Best MACD trading strategies from wisepowder's blog

The moving average convergence divergence (MACD) indicator can identify opportunities across financial markets. Learning how to implement the tool is crucial to a trader‘s success, so we’ve looked at three common MACD strategies.To get more news about WikiFX, you can visit wikifx.com official website.

  What is MACD?

  Moving average convergence divergence (MACD) is one of the most commonly used techincal analysis indicators. It is a trend-following momentum indicator, meaning it looks at an assets momentum to ascertain whether the trend is up or down, and as such can be used to provide trading signals and identify trading opportunities.

  How does MACD work?

  The MACD indicator works using three components: two moving averages and a histogram.

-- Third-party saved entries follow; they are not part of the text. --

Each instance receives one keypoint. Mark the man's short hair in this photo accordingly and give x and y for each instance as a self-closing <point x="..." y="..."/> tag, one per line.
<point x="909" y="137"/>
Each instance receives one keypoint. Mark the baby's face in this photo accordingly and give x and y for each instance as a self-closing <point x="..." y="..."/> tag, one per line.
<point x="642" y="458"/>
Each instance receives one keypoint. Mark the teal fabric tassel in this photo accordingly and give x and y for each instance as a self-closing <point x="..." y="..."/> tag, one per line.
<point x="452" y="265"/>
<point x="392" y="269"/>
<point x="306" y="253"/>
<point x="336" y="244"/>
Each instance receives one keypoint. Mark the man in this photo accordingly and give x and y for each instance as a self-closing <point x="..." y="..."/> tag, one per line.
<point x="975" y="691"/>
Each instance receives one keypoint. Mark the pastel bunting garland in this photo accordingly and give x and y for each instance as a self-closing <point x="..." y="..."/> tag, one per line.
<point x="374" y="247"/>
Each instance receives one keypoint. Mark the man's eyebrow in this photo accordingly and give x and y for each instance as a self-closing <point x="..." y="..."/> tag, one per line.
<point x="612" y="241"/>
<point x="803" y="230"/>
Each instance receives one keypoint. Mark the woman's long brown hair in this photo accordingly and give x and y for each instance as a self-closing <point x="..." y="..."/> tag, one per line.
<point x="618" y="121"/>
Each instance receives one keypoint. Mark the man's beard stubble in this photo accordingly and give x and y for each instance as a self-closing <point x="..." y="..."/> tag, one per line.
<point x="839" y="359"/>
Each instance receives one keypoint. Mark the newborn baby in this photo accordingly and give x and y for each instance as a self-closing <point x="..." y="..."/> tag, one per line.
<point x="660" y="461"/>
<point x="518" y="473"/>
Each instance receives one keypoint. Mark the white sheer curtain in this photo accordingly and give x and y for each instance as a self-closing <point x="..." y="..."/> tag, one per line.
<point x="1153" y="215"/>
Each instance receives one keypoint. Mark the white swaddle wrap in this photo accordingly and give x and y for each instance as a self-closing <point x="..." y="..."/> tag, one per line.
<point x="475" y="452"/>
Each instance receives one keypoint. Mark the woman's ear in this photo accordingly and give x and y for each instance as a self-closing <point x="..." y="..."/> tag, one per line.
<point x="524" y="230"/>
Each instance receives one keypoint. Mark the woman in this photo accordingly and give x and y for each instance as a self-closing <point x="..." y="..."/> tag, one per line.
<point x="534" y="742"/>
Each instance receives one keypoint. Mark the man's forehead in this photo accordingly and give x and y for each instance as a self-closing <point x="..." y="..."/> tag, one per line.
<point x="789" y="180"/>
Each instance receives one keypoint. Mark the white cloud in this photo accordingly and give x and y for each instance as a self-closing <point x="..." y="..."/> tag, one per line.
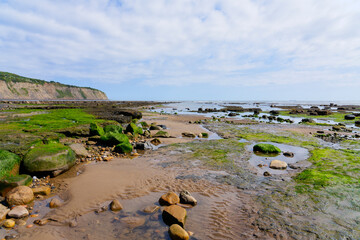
<point x="163" y="42"/>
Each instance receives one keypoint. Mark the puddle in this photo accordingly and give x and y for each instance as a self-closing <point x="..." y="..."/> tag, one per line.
<point x="265" y="159"/>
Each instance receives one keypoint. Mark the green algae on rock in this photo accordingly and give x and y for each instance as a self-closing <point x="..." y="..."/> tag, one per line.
<point x="266" y="148"/>
<point x="9" y="164"/>
<point x="52" y="157"/>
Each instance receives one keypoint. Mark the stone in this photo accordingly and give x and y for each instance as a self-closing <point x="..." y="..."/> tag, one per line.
<point x="266" y="148"/>
<point x="9" y="223"/>
<point x="52" y="157"/>
<point x="133" y="222"/>
<point x="155" y="141"/>
<point x="9" y="163"/>
<point x="79" y="149"/>
<point x="18" y="212"/>
<point x="277" y="164"/>
<point x="176" y="232"/>
<point x="188" y="134"/>
<point x="169" y="198"/>
<point x="174" y="215"/>
<point x="151" y="209"/>
<point x="186" y="198"/>
<point x="288" y="154"/>
<point x="115" y="205"/>
<point x="3" y="212"/>
<point x="54" y="203"/>
<point x="42" y="190"/>
<point x="20" y="196"/>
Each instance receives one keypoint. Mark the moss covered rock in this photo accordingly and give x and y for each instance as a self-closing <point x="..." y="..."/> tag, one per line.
<point x="113" y="129"/>
<point x="96" y="129"/>
<point x="9" y="164"/>
<point x="134" y="129"/>
<point x="49" y="158"/>
<point x="266" y="148"/>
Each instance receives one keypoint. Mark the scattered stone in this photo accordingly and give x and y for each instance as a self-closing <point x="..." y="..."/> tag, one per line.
<point x="41" y="222"/>
<point x="9" y="223"/>
<point x="151" y="209"/>
<point x="133" y="221"/>
<point x="54" y="203"/>
<point x="43" y="190"/>
<point x="3" y="212"/>
<point x="20" y="196"/>
<point x="288" y="154"/>
<point x="277" y="164"/>
<point x="188" y="134"/>
<point x="174" y="215"/>
<point x="155" y="141"/>
<point x="18" y="212"/>
<point x="186" y="198"/>
<point x="79" y="149"/>
<point x="115" y="205"/>
<point x="176" y="232"/>
<point x="169" y="199"/>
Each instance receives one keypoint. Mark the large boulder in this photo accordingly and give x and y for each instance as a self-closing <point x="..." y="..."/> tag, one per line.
<point x="9" y="164"/>
<point x="174" y="214"/>
<point x="176" y="232"/>
<point x="20" y="196"/>
<point x="266" y="148"/>
<point x="52" y="158"/>
<point x="277" y="164"/>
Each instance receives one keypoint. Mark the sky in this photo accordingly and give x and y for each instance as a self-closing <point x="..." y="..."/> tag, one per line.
<point x="188" y="49"/>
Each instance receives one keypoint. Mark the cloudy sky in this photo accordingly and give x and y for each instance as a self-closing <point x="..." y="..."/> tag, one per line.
<point x="188" y="49"/>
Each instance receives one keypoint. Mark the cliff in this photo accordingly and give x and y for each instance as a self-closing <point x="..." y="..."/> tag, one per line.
<point x="15" y="87"/>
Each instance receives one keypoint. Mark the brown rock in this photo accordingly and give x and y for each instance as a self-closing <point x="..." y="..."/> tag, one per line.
<point x="169" y="198"/>
<point x="176" y="232"/>
<point x="174" y="215"/>
<point x="277" y="164"/>
<point x="115" y="205"/>
<point x="3" y="212"/>
<point x="43" y="190"/>
<point x="20" y="195"/>
<point x="54" y="203"/>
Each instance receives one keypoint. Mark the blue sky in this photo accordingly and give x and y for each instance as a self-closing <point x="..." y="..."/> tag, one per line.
<point x="188" y="49"/>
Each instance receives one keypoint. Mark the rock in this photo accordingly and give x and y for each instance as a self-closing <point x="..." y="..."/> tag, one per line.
<point x="161" y="134"/>
<point x="42" y="190"/>
<point x="79" y="149"/>
<point x="9" y="163"/>
<point x="96" y="130"/>
<point x="133" y="221"/>
<point x="11" y="182"/>
<point x="18" y="212"/>
<point x="115" y="205"/>
<point x="266" y="148"/>
<point x="349" y="117"/>
<point x="51" y="158"/>
<point x="155" y="141"/>
<point x="3" y="212"/>
<point x="169" y="198"/>
<point x="54" y="203"/>
<point x="186" y="198"/>
<point x="174" y="215"/>
<point x="277" y="164"/>
<point x="151" y="209"/>
<point x="176" y="232"/>
<point x="9" y="223"/>
<point x="20" y="196"/>
<point x="188" y="134"/>
<point x="288" y="154"/>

  The two lines within the indicator may look like simple moving averages (SMAs), but they are in fact layered exponential moving averages (EMAs). The main, slower line is the MACD line, while the faster line is the signal line.

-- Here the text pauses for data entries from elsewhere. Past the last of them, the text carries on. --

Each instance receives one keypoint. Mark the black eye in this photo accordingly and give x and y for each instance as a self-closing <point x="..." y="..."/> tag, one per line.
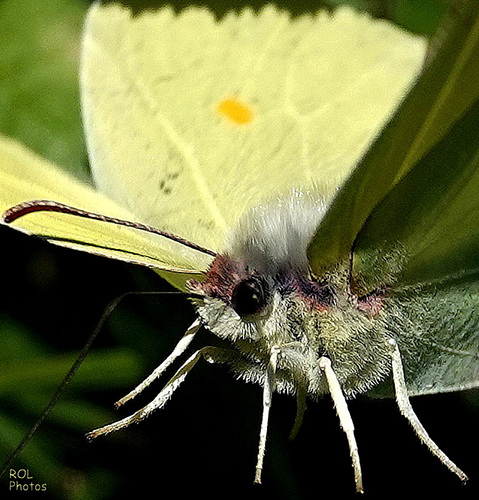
<point x="249" y="296"/>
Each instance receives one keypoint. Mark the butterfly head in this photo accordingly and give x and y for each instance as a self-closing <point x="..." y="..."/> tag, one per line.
<point x="260" y="296"/>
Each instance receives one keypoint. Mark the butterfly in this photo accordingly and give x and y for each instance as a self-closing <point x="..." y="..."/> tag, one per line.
<point x="239" y="158"/>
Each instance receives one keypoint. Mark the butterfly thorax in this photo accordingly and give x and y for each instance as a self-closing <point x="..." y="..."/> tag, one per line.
<point x="261" y="296"/>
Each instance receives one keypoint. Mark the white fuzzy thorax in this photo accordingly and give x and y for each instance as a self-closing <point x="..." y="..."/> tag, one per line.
<point x="276" y="235"/>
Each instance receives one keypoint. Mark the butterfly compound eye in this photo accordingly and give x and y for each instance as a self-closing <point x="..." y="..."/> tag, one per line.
<point x="249" y="297"/>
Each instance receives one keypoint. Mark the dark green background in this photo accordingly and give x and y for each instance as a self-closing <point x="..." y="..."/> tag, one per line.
<point x="204" y="442"/>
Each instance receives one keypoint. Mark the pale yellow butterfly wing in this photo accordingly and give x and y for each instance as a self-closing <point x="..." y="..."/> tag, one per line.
<point x="25" y="176"/>
<point x="190" y="121"/>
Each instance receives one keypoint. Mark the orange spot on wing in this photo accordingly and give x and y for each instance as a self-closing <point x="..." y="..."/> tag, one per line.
<point x="236" y="111"/>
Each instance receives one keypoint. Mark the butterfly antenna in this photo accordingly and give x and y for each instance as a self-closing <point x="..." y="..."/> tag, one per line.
<point x="79" y="360"/>
<point x="14" y="213"/>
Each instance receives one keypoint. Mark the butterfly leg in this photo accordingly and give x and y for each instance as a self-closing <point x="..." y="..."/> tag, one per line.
<point x="268" y="389"/>
<point x="344" y="418"/>
<point x="211" y="354"/>
<point x="406" y="409"/>
<point x="179" y="349"/>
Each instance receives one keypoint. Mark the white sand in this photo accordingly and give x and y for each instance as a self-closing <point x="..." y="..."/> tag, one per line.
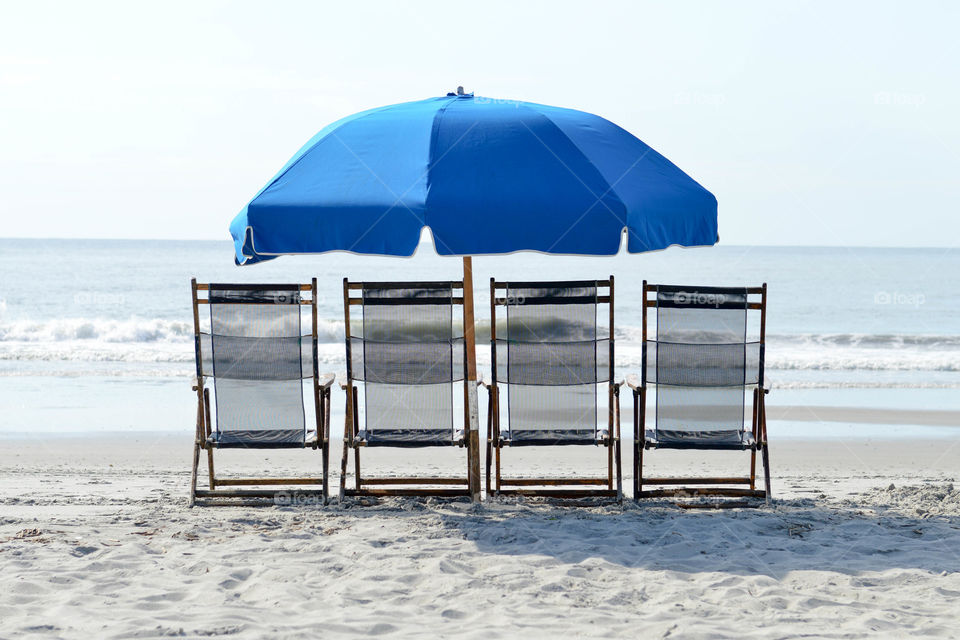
<point x="96" y="540"/>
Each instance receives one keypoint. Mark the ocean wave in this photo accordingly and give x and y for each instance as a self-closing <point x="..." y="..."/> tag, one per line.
<point x="127" y="331"/>
<point x="144" y="340"/>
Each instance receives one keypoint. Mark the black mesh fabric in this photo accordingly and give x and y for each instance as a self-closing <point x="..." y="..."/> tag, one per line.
<point x="257" y="364"/>
<point x="702" y="364"/>
<point x="550" y="358"/>
<point x="409" y="357"/>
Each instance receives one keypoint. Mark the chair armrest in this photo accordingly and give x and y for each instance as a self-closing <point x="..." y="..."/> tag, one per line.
<point x="634" y="382"/>
<point x="326" y="379"/>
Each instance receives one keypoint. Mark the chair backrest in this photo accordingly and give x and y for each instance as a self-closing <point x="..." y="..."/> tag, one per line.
<point x="407" y="351"/>
<point x="706" y="353"/>
<point x="552" y="355"/>
<point x="257" y="356"/>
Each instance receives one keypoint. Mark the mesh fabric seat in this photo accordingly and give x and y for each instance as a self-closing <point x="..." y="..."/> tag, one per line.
<point x="704" y="360"/>
<point x="257" y="357"/>
<point x="406" y="366"/>
<point x="551" y="360"/>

  If the two moving averages come together, they are said to be ‘converging’ and if they move away from each other they are ‘diverging’. The difference between the two lines is represented on the histogram. If the MACD were to be trading above the zero line, it would confirm an uptrend, below this and the indicator would be used to confirm a downtrend.

  If the market price was found to be trending upward – reaching higher highs and higher lows, as well as breaking key levels of resistance – traders might enter long positions. While traders might opt to enter a short position if the asset was in a downtrend, characterised by the lower highs and lower lows, or breaks in support levels.
The MACD line and signal line can be utilised in much the same manner as a stochastic oscillator, with the crossover between the two lines providing buy and sell signals. As with most crossover strategies, a buy signal comes when the shorter-term, more reactive line – in this case the MACD line – crosses above the slower line – the signal line. Conversely, when the MACD line crosses below the signal line it provides a bearish sell signal.

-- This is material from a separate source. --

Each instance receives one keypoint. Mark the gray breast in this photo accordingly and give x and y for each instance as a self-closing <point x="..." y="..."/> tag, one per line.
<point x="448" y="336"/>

  As the crossover strategy is lagging by nature, it is based on waiting for a movement to occur before opening a position. The main issue faced by the MACD in weaker market trends, is that by the time a signal is generated, the price may be reaching a reversal point. This would then be considered a ‘false signal’. It is worth noting that strategies which utilise price action for confirmation of a signal are often seen as more reliable.

  The chart below highlights this standard crossover strategy. Profitable entry points are highlighted by the green vertical lines, while false signals are highlights by the red lines.